Nov 30 08:54:04 db161142 systemd-logind[2445]: New session 2172664 of user dbi_backup. Nov 30 08:54:05 db161142 systemd-logind[2445]: New session 2172665 of user dbi_backup. Nov 30 08:54:05 db161142 systemd-logind[2445]: New session 2172666 of user dbi_backup.

I tried to install cinnamon. I ended with a balcnk screen. I pressed ctrl alt F2. I got a blinking cursor at the upper left of the scree. Then the messages appeared: [Ok] Created slice User Slice of root. [ok] Started session 1 of user root [ok] Removed slice User Slice of root] at the bottom of this the cursor is blinking and I can enter nothing. I see it is continuing [ok]Removed slice User of root [ok]Started session 4 of user root [OK] Removed slice User Slice of root What do I do?
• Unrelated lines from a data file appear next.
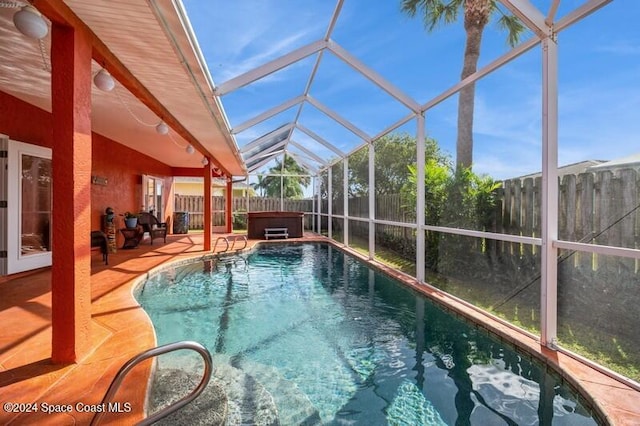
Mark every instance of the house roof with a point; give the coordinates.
(569, 169)
(153, 42)
(630, 161)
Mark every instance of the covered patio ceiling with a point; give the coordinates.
(160, 66)
(166, 63)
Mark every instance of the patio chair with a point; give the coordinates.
(153, 226)
(99, 239)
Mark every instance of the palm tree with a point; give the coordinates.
(477, 14)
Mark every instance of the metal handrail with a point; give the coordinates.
(218, 239)
(153, 352)
(236, 238)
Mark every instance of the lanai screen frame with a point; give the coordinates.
(545, 30)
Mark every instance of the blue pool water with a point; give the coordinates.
(305, 334)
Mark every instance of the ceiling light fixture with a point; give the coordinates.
(30, 22)
(104, 81)
(162, 128)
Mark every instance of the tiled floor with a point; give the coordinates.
(121, 329)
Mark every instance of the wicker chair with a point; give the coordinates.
(153, 226)
(99, 239)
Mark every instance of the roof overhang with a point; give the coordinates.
(149, 47)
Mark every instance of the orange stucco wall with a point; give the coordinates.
(121, 166)
(123, 169)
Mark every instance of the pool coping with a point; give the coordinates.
(611, 400)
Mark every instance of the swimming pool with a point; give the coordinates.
(306, 334)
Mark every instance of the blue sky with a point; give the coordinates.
(599, 61)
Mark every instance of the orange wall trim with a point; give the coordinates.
(121, 166)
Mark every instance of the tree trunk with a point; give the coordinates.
(476, 16)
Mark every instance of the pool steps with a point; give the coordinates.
(233, 239)
(152, 353)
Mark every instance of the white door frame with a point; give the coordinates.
(16, 262)
(158, 210)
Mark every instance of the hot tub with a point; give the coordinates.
(258, 221)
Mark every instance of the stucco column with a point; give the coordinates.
(71, 270)
(229, 205)
(207, 206)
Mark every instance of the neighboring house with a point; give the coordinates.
(569, 169)
(195, 186)
(629, 162)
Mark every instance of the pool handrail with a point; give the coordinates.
(223, 239)
(153, 352)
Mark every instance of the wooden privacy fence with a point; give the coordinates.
(595, 207)
(194, 205)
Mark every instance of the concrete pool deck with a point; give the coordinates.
(121, 329)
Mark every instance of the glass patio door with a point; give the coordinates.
(152, 196)
(28, 214)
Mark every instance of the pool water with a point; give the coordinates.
(306, 334)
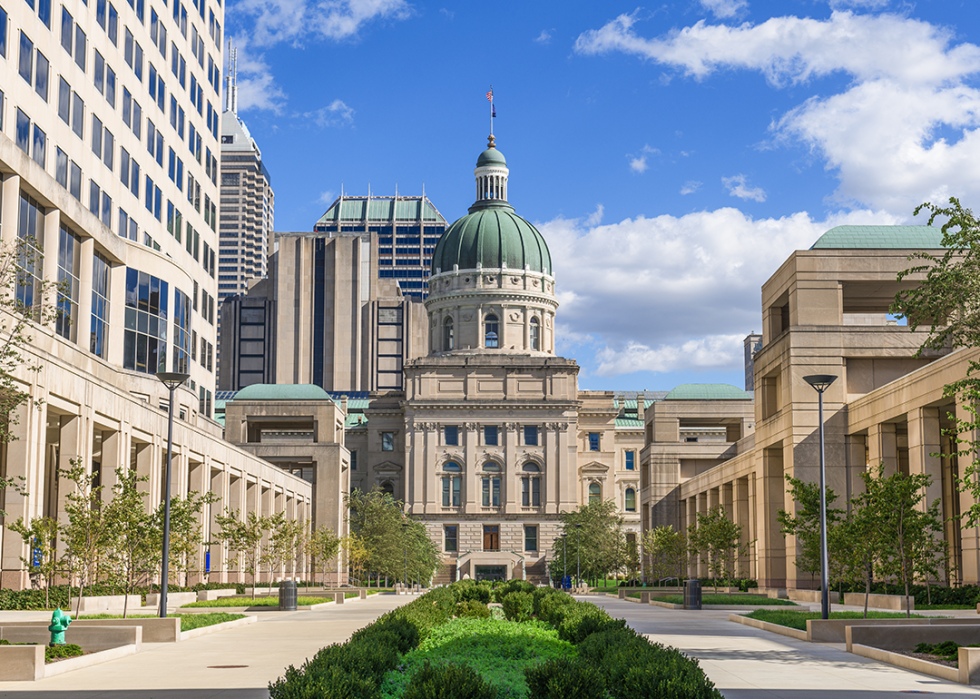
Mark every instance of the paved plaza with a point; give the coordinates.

Can I ask what was the logic in having this information go to syslog in the first place?
We have filtering tools to ignore specific types of messages but this make as much sense as having email go to a folder by default so you can delete it in bulk.

Why not solve the problem, not the symptom?

Exactly! Tune the service that creates the log. Since we have a service called systemd-logind, can we tune that? Surely the ability to control logging behavior isn't taken away. Might we add logging controls to pam_systemd? This looks like a good place to apply some logic . https://www.freedesktop.org/software/systemd/man/pam_systemd.html - then we can put rules in for logging cron jobs, ssh sessions, console logins, webmin, .. might even catch unintended sessions from exploits? Since Systemd is subsuming everything, this should be considered.

For the record (years later), if you're getting these every 10 minutes (and only every 10 minutes), it's most likely sar's cronjob firing off that systemd feels the need to flood our collective logs with.

If the sar is cause of this logs, I think the kb needs to modify only to filter out cron related root login session logs.